Viktor Axelsen Gantung Raket Akibat Cedera Punggung Kronis

Sedang Trending 3 hari yang lalu

Pemain tunggal putra legendaris asal Denmark, Viktor Axelsen, secara resmi mengumumkan keputusan untuk pensiun dari dunia bulutangkis profesional pada Rabu (15/4/2026). Keputusan besar tersebut diambil setelah sang atlet berjuang menghadapi cedera punggung kronis yang tidak kunjung membaik.

Dilansir dari Detik Sport, mantan peringkat satu dunia tersebut menyampaikan kabar gantung raket melalui akun media sosial pribadinya. Axelsen menjelaskan bahwa kondisi fisiknya sudah tidak memungkinkan lagi untuk bersaing maupun berlatih dalam intensitas tinggi seperti sebelumnya.

"Hari ini bukan hari yang mudah bagi saya. Akibat masalah punggung yang terus menerus menimpa saya, saya tidak lagi dapat berlomba dan berlatih di tingkat tertinggi," kata Viktor Axelsen dalam pernyataan resminya.

Peraih dua medali emas Olimpiade, yakni pada edisi Tokyo 2020 dan Paris 2024, ini mengaku telah menempuh berbagai jalur medis demi kesembuhan. Upaya tersebut mencakup operasi endoskopi, beragam prosedur penyuntikan, hingga modifikasi metode latihan rutin.

Namun, tim medis tetap menyarankan Axelsen untuk berhenti demi menjaga kesehatan jangka panjangnya. Meskipun merasa berat, atlet berusia 32 tahun tersebut memilih untuk mengikuti saran spesialis demi kualitas hidup di masa depan.

Sepanjang perjalanan kariernya, Axelsen tercatat sebagai salah satu pemain paling dominan di sektor tunggal putra. Ia menegaskan tidak memiliki penyesalan karena telah berhasil mewujudkan mimpi masa kecilnya untuk menjadi pemain terbaik di dunia.

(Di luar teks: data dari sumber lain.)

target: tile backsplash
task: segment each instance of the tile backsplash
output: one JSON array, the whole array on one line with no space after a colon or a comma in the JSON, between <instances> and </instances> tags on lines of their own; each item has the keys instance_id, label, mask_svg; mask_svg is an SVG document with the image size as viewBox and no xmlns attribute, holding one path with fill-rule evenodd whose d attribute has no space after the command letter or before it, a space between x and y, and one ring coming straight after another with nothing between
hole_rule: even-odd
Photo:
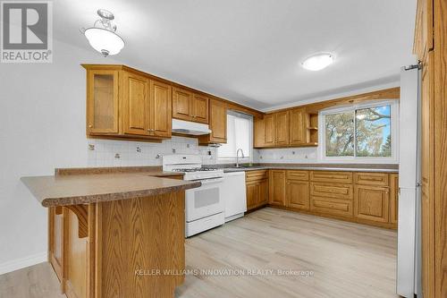
<instances>
[{"instance_id":1,"label":"tile backsplash","mask_svg":"<svg viewBox=\"0 0 447 298\"><path fill-rule=\"evenodd\" d=\"M215 163L215 148L175 136L161 143L88 139L87 150L89 166L161 166L168 154L198 154L203 164Z\"/></svg>"},{"instance_id":2,"label":"tile backsplash","mask_svg":"<svg viewBox=\"0 0 447 298\"><path fill-rule=\"evenodd\" d=\"M316 163L317 149L309 147L255 149L254 161L257 163Z\"/></svg>"}]
</instances>

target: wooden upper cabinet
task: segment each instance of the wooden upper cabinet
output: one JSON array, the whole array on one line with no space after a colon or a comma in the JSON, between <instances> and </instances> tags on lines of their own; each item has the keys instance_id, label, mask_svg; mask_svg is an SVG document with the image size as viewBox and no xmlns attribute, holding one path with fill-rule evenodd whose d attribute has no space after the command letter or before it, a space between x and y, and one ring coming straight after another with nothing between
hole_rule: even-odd
<instances>
[{"instance_id":1,"label":"wooden upper cabinet","mask_svg":"<svg viewBox=\"0 0 447 298\"><path fill-rule=\"evenodd\" d=\"M203 95L192 96L192 121L208 123L208 98ZM226 116L226 115L225 115Z\"/></svg>"},{"instance_id":2,"label":"wooden upper cabinet","mask_svg":"<svg viewBox=\"0 0 447 298\"><path fill-rule=\"evenodd\" d=\"M226 104L211 99L209 108L210 140L218 143L226 143Z\"/></svg>"},{"instance_id":3,"label":"wooden upper cabinet","mask_svg":"<svg viewBox=\"0 0 447 298\"><path fill-rule=\"evenodd\" d=\"M253 118L253 147L265 147L266 132L264 128L264 118Z\"/></svg>"},{"instance_id":4,"label":"wooden upper cabinet","mask_svg":"<svg viewBox=\"0 0 447 298\"><path fill-rule=\"evenodd\" d=\"M115 70L91 70L87 75L87 133L118 133L118 83Z\"/></svg>"},{"instance_id":5,"label":"wooden upper cabinet","mask_svg":"<svg viewBox=\"0 0 447 298\"><path fill-rule=\"evenodd\" d=\"M308 116L304 108L294 108L289 112L290 145L303 145L309 142L308 140Z\"/></svg>"},{"instance_id":6,"label":"wooden upper cabinet","mask_svg":"<svg viewBox=\"0 0 447 298\"><path fill-rule=\"evenodd\" d=\"M173 114L173 89L170 85L150 81L150 135L171 137Z\"/></svg>"},{"instance_id":7,"label":"wooden upper cabinet","mask_svg":"<svg viewBox=\"0 0 447 298\"><path fill-rule=\"evenodd\" d=\"M226 112L225 102L217 99L209 100L209 129L210 134L198 137L200 145L226 143Z\"/></svg>"},{"instance_id":8,"label":"wooden upper cabinet","mask_svg":"<svg viewBox=\"0 0 447 298\"><path fill-rule=\"evenodd\" d=\"M122 132L125 134L149 135L149 86L145 76L122 72Z\"/></svg>"},{"instance_id":9,"label":"wooden upper cabinet","mask_svg":"<svg viewBox=\"0 0 447 298\"><path fill-rule=\"evenodd\" d=\"M274 114L275 146L289 145L289 111Z\"/></svg>"},{"instance_id":10,"label":"wooden upper cabinet","mask_svg":"<svg viewBox=\"0 0 447 298\"><path fill-rule=\"evenodd\" d=\"M181 120L191 121L192 92L173 88L173 117Z\"/></svg>"},{"instance_id":11,"label":"wooden upper cabinet","mask_svg":"<svg viewBox=\"0 0 447 298\"><path fill-rule=\"evenodd\" d=\"M275 140L274 115L272 114L264 116L264 146L274 147Z\"/></svg>"},{"instance_id":12,"label":"wooden upper cabinet","mask_svg":"<svg viewBox=\"0 0 447 298\"><path fill-rule=\"evenodd\" d=\"M268 202L271 205L285 206L285 171L270 170Z\"/></svg>"},{"instance_id":13,"label":"wooden upper cabinet","mask_svg":"<svg viewBox=\"0 0 447 298\"><path fill-rule=\"evenodd\" d=\"M122 65L87 69L87 134L161 140L171 137L170 84Z\"/></svg>"},{"instance_id":14,"label":"wooden upper cabinet","mask_svg":"<svg viewBox=\"0 0 447 298\"><path fill-rule=\"evenodd\" d=\"M173 117L208 123L207 97L190 90L174 88L173 90Z\"/></svg>"}]
</instances>

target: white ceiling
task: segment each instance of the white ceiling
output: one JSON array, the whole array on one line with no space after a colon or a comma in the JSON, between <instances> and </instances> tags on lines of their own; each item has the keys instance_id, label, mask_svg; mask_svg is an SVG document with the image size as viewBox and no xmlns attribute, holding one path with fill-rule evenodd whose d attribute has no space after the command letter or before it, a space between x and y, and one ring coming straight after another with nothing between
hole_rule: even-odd
<instances>
[{"instance_id":1,"label":"white ceiling","mask_svg":"<svg viewBox=\"0 0 447 298\"><path fill-rule=\"evenodd\" d=\"M126 42L114 58L256 108L396 81L415 61L416 0L58 0L55 38L90 48L79 30L98 8ZM333 65L300 67L321 51Z\"/></svg>"}]
</instances>

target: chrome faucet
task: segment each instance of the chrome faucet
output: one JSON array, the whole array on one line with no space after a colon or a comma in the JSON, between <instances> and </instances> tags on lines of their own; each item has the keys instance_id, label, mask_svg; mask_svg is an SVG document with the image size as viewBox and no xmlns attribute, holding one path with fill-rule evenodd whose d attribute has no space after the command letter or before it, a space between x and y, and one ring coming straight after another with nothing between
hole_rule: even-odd
<instances>
[{"instance_id":1,"label":"chrome faucet","mask_svg":"<svg viewBox=\"0 0 447 298\"><path fill-rule=\"evenodd\" d=\"M240 153L242 154L242 158L245 158L244 151L242 151L242 149L240 148L238 149L238 150L236 151L236 167L240 167L239 166L239 151L240 151Z\"/></svg>"}]
</instances>

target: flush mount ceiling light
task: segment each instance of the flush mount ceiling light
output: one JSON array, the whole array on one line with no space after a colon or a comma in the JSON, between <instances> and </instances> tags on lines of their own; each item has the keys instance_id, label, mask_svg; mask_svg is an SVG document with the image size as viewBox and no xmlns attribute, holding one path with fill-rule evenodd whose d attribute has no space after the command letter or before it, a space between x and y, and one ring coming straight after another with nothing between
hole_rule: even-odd
<instances>
[{"instance_id":1,"label":"flush mount ceiling light","mask_svg":"<svg viewBox=\"0 0 447 298\"><path fill-rule=\"evenodd\" d=\"M333 55L329 53L320 53L313 55L304 60L301 64L304 68L309 71L321 71L329 66L333 62Z\"/></svg>"},{"instance_id":2,"label":"flush mount ceiling light","mask_svg":"<svg viewBox=\"0 0 447 298\"><path fill-rule=\"evenodd\" d=\"M124 40L115 33L116 25L112 24L114 19L114 13L105 9L97 10L101 17L97 20L93 27L81 29L90 46L101 53L105 57L109 55L116 55L124 47Z\"/></svg>"}]
</instances>

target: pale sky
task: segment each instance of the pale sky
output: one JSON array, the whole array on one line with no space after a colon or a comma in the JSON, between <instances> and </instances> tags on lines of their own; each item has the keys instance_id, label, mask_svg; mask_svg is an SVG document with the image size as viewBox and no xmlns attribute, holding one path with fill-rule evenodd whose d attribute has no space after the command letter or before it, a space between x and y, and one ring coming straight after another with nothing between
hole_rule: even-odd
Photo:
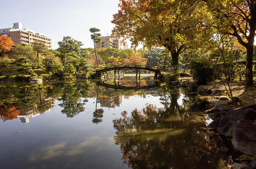
<instances>
[{"instance_id":1,"label":"pale sky","mask_svg":"<svg viewBox=\"0 0 256 169\"><path fill-rule=\"evenodd\" d=\"M52 48L63 37L69 36L82 42L84 48L93 47L91 28L108 35L114 26L111 21L118 11L119 0L9 0L1 1L0 28L11 28L21 22L27 28L51 38ZM129 47L130 47L129 46Z\"/></svg>"}]
</instances>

Kabar pensiun ini memicu reaksi dari rekan-rekan sesama atlet, termasuk tunggal putra Indonesia, Jonatan Christie. Pemain yang akrab disapa Jojo itu memberikan penghormatan terakhir melalui kolom komentar di media sosial Axelsen.

"Selamat menikmati masa pensiun, Champ. Merupakan suatu kehormatan bisa bermain bersama Anda di lapangan," ujar Jonatan Christie. Jojo diketahui merupakan rival lama Axelsen dengan rekor pertemuan 2-14 dari total 16 pertandingan yang pernah dilakoni keduanya.